ケムシの気持ちは分からないが、多分ケムシにしてみれば、あの歩みで道路を渡ることがどれ程無謀なことかという認識など無いだろう。すれすれのところをタイヤが通り過ぎながら、何事もなかったように渡り切る幸せものもいれば、何が起こったのか考える暇もなく旅を終えるものもいるはずだ。しかし、とここまで考えてきてふと思う。私たちの毎日も同じようなものではないだろうか?そう言えば、ボールが行き交うビリヤード台の上を何事もないように歩く男性のCMが確か以前あった。私たちの日常が如何に危険に満ちているかを表現した保険のCMだったように記憶している。何という事だ、私たちの日常がケムシの行進と一緒だったとは!
話はまったく変わるが、こんな拙い文章でも、書いていると時々繋ぎ方に迷う時がある。
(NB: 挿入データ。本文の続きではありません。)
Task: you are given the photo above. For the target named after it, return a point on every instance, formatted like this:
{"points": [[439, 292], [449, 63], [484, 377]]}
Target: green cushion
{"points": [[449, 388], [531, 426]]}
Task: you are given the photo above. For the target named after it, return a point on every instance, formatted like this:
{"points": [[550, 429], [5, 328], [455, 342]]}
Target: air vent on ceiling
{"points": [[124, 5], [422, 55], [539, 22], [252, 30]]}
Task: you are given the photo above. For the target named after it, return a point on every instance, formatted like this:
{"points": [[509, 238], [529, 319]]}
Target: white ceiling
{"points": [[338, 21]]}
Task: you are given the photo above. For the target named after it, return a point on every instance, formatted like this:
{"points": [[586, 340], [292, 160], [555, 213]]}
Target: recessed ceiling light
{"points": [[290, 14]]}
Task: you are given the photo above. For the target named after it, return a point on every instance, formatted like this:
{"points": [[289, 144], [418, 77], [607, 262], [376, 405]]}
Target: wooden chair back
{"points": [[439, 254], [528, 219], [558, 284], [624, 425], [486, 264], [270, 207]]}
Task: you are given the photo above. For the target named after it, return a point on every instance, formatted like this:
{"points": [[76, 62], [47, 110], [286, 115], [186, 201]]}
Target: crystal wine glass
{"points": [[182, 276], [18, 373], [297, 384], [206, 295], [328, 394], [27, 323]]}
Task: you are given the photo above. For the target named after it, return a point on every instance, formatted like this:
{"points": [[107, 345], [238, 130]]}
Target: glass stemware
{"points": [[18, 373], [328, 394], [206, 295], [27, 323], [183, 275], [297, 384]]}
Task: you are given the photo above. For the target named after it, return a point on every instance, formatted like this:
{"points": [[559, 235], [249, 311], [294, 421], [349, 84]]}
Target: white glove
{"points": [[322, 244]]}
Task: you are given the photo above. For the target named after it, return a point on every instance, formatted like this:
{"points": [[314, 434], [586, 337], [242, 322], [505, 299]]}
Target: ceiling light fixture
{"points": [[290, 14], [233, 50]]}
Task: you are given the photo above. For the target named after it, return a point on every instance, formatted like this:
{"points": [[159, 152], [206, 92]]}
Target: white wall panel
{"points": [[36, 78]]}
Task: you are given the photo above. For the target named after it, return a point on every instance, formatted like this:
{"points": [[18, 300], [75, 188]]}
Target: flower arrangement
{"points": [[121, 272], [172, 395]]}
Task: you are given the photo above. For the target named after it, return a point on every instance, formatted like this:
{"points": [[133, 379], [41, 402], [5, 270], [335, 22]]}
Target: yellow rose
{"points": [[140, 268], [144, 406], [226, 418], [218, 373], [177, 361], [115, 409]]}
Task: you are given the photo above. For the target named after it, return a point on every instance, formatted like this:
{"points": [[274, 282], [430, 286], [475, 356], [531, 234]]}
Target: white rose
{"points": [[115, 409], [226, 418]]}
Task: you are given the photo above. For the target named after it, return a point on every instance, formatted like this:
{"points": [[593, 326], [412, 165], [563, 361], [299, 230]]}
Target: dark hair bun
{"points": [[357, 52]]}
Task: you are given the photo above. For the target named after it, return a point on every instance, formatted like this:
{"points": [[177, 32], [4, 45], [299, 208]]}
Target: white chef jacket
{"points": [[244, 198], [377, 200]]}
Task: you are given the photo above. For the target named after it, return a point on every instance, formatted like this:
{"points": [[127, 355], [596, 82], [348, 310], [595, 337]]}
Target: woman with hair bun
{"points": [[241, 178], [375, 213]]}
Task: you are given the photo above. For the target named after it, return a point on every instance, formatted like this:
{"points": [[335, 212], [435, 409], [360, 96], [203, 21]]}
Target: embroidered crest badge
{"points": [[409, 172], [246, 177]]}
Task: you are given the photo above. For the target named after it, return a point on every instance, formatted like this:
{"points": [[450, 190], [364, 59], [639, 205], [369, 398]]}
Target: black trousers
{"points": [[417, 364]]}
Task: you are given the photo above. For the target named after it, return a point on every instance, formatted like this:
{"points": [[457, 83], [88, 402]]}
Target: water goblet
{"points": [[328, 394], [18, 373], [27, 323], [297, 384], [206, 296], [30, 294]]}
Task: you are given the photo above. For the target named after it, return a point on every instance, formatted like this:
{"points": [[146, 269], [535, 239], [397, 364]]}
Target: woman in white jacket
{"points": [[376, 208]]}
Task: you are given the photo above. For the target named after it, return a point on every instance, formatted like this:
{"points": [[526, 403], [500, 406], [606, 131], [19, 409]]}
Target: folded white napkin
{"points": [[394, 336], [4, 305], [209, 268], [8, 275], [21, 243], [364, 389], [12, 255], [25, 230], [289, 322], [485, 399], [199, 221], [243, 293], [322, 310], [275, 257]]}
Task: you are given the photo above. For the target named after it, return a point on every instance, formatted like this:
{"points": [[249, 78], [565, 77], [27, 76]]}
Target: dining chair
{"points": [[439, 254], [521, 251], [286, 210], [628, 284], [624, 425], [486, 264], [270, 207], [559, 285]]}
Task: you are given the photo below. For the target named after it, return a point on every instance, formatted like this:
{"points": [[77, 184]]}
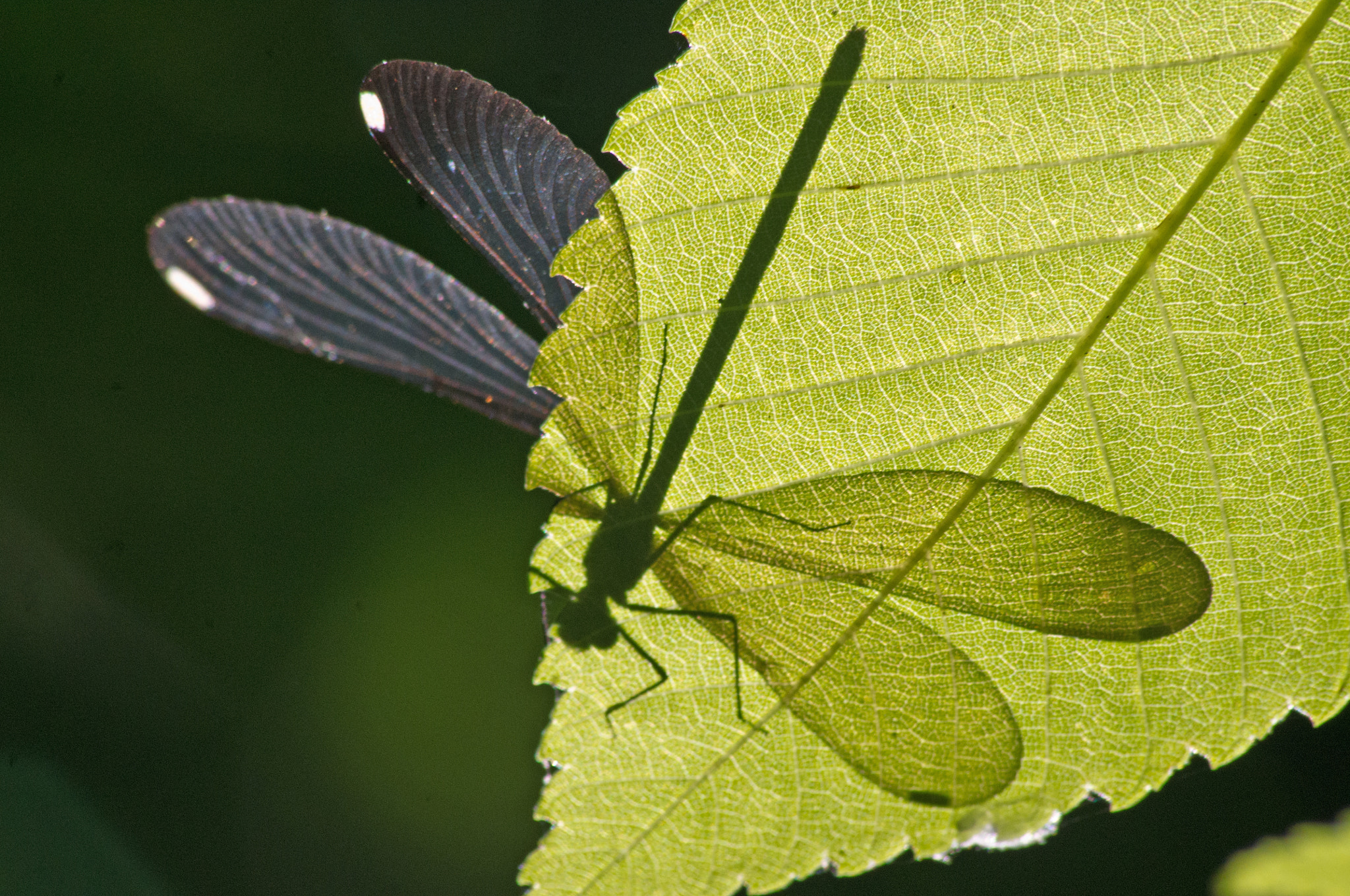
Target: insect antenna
{"points": [[651, 418]]}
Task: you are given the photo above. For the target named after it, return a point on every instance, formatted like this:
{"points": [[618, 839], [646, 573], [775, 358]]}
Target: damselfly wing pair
{"points": [[896, 699]]}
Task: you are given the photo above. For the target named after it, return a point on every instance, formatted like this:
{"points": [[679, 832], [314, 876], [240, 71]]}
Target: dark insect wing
{"points": [[505, 179], [318, 284]]}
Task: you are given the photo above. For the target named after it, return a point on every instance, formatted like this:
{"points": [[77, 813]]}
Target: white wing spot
{"points": [[187, 285], [372, 111]]}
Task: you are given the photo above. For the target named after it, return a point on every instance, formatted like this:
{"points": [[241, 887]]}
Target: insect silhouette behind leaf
{"points": [[902, 705]]}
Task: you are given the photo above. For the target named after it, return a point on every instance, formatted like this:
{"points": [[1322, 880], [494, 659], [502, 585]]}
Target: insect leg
{"points": [[555, 596], [651, 661], [705, 614]]}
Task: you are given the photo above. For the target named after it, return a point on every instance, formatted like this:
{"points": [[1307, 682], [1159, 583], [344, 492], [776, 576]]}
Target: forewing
{"points": [[1026, 556], [899, 702], [505, 179], [318, 284]]}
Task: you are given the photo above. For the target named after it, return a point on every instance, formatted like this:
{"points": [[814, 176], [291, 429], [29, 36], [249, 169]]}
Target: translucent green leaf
{"points": [[1312, 860], [991, 182]]}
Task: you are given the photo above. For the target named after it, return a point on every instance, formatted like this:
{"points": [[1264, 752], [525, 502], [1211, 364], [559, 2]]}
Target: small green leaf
{"points": [[1311, 860]]}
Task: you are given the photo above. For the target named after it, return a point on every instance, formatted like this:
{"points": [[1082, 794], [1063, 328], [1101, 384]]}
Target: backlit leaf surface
{"points": [[993, 175]]}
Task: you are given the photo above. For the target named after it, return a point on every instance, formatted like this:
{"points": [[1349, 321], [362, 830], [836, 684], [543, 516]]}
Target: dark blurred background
{"points": [[264, 625]]}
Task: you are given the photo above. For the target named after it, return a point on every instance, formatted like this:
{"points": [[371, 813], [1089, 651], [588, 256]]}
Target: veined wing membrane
{"points": [[899, 702], [1020, 555], [505, 179], [318, 284]]}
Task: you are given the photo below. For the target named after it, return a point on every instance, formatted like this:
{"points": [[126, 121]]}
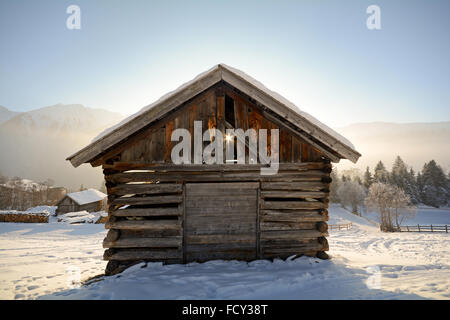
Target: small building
{"points": [[90, 200], [160, 210]]}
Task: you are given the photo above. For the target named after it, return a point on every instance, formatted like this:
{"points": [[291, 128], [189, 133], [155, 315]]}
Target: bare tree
{"points": [[351, 194], [392, 204]]}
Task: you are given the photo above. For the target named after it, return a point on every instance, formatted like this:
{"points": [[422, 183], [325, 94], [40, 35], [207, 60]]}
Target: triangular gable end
{"points": [[312, 130]]}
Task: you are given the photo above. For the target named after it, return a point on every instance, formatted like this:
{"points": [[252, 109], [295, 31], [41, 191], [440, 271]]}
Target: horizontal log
{"points": [[222, 247], [147, 188], [127, 177], [212, 203], [291, 204], [147, 212], [148, 200], [211, 255], [165, 242], [145, 225], [301, 186], [291, 250], [125, 166], [267, 226], [322, 226], [112, 235], [293, 194], [292, 234], [130, 255], [293, 215], [223, 238]]}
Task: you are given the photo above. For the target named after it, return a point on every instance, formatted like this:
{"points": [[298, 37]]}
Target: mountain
{"points": [[6, 114], [35, 144], [415, 143]]}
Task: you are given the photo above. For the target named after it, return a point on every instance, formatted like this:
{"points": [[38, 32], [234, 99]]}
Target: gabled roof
{"points": [[86, 196], [320, 135]]}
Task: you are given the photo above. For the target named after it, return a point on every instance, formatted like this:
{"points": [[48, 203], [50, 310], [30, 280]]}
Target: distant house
{"points": [[90, 200]]}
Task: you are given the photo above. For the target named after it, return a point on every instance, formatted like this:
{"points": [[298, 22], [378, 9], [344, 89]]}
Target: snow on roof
{"points": [[291, 106], [250, 80], [113, 135], [87, 196], [150, 106]]}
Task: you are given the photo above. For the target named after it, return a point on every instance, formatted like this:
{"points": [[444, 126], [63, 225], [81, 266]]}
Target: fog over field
{"points": [[36, 143], [416, 143]]}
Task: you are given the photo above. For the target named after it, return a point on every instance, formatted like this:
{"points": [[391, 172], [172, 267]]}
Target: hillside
{"points": [[35, 144], [6, 114], [416, 143]]}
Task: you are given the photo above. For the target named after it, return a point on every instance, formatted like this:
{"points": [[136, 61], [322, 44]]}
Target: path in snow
{"points": [[36, 259]]}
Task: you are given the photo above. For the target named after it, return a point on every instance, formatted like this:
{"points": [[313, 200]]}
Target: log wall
{"points": [[155, 212]]}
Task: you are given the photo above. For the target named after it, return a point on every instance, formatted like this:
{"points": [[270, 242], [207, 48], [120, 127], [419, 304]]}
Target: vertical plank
{"points": [[285, 146], [168, 143], [296, 150]]}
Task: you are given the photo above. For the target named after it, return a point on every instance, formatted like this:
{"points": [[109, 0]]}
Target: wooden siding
{"points": [[153, 145], [178, 214], [220, 221]]}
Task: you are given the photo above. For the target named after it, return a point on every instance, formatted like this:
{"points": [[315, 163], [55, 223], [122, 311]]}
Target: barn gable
{"points": [[178, 213], [274, 108]]}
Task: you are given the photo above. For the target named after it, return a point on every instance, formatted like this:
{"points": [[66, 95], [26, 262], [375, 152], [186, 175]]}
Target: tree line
{"points": [[393, 194]]}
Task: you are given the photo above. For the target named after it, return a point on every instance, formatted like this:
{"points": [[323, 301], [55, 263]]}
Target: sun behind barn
{"points": [[179, 213]]}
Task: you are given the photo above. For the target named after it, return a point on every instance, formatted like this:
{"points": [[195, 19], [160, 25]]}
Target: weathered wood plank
{"points": [[294, 194], [146, 212], [272, 226], [221, 238], [300, 166], [133, 255], [148, 200], [165, 242], [293, 215], [291, 204], [292, 234], [147, 188], [301, 186], [145, 225]]}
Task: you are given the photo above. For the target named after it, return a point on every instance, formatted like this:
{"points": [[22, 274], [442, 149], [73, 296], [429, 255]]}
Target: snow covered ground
{"points": [[36, 261], [424, 216]]}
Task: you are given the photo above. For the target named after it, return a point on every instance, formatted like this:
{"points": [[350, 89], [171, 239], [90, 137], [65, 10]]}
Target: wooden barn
{"points": [[178, 213], [90, 200]]}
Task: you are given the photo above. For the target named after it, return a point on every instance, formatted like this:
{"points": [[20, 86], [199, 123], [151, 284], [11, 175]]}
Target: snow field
{"points": [[36, 261]]}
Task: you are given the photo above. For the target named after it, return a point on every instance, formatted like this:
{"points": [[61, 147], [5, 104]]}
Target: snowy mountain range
{"points": [[35, 144], [6, 114], [415, 143]]}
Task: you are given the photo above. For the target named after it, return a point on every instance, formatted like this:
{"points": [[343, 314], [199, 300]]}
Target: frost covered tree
{"points": [[351, 194], [334, 186], [392, 204], [367, 179], [404, 179], [381, 174]]}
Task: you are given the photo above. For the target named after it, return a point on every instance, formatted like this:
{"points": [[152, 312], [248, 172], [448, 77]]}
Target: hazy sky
{"points": [[318, 54]]}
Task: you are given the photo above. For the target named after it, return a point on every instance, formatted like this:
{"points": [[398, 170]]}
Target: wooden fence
{"points": [[430, 228], [340, 226]]}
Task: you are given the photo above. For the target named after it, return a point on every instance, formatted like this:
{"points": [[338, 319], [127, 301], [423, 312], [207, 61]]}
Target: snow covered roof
{"points": [[328, 141], [87, 196]]}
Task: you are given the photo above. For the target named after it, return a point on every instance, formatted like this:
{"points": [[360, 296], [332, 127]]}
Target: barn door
{"points": [[220, 221]]}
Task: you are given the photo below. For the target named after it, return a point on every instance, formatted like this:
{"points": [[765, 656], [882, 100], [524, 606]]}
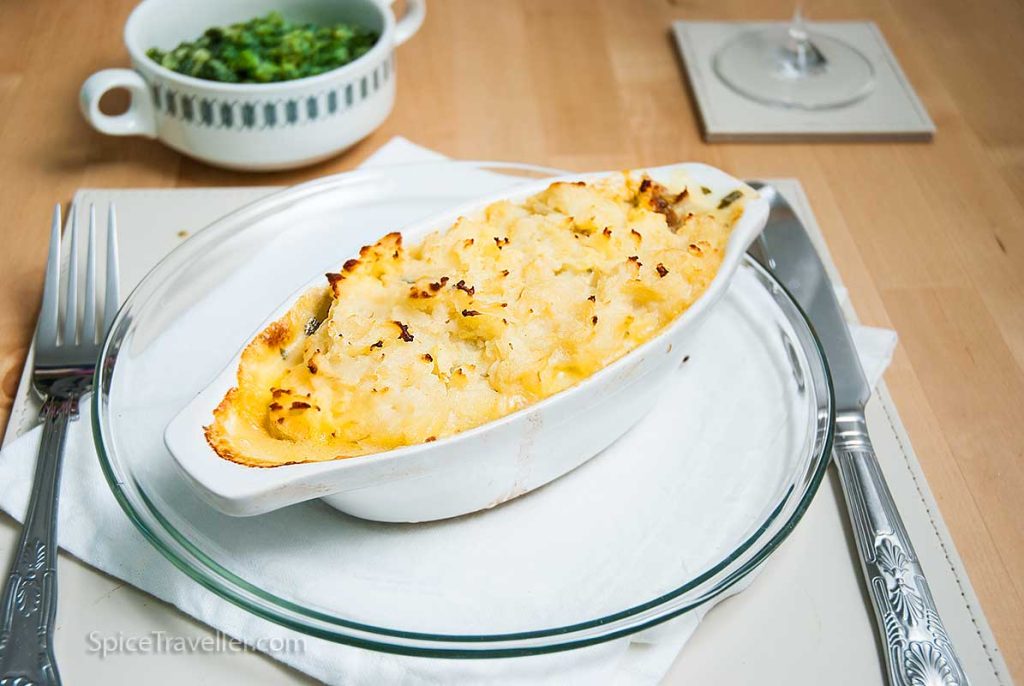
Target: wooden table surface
{"points": [[928, 237]]}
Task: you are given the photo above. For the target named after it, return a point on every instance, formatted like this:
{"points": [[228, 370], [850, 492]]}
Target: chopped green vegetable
{"points": [[265, 49], [730, 199]]}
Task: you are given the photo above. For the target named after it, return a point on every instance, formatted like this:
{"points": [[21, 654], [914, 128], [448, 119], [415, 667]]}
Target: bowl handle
{"points": [[416, 11], [138, 120]]}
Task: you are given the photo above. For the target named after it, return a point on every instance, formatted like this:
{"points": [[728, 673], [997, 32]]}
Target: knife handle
{"points": [[918, 650]]}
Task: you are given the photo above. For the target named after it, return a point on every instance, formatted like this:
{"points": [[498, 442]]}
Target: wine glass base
{"points": [[764, 67]]}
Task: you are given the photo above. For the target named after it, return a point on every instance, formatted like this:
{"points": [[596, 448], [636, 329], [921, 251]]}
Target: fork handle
{"points": [[918, 650], [31, 593]]}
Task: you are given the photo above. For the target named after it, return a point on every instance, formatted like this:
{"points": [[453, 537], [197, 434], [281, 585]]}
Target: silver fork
{"points": [[66, 359]]}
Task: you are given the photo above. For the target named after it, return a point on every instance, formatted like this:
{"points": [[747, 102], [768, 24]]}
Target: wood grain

ある文の続け方に複数の選択肢が思い浮かぶ時があるのだ。当然、どちらを選ぶかでその後の展開が変わってくるし、大抵はどちらか一つしか選べないので、今回はこちらでという風に選択することになる。そうしたことが何度かあると、出来上がったた文章は全く違うものになる。連続した選択の仕方によって全く違った結果が導かれる、なんと人生のようではないか!文章を書くことは人生に似ている!
というように、世界は人生の比喩に満ちている。釣りもゴルフも山登りも、花も風も月の満ち欠けも、およそ人生に例えられないものはない。というか、私たちは様々なものの中に人生との類似性を見出すことでそれを愛でているのかもしれない。嘘だと思うなら「人生は○○のようだ」の○○に好きな言葉を当てはめてみればいい。きっと何らかの類似性を見つけることが出来るはずだし、それを探すことは楽しいゲームになるかもしれない。何となれば、人生はゲームのようなものでもあるからして。(ほんとか?)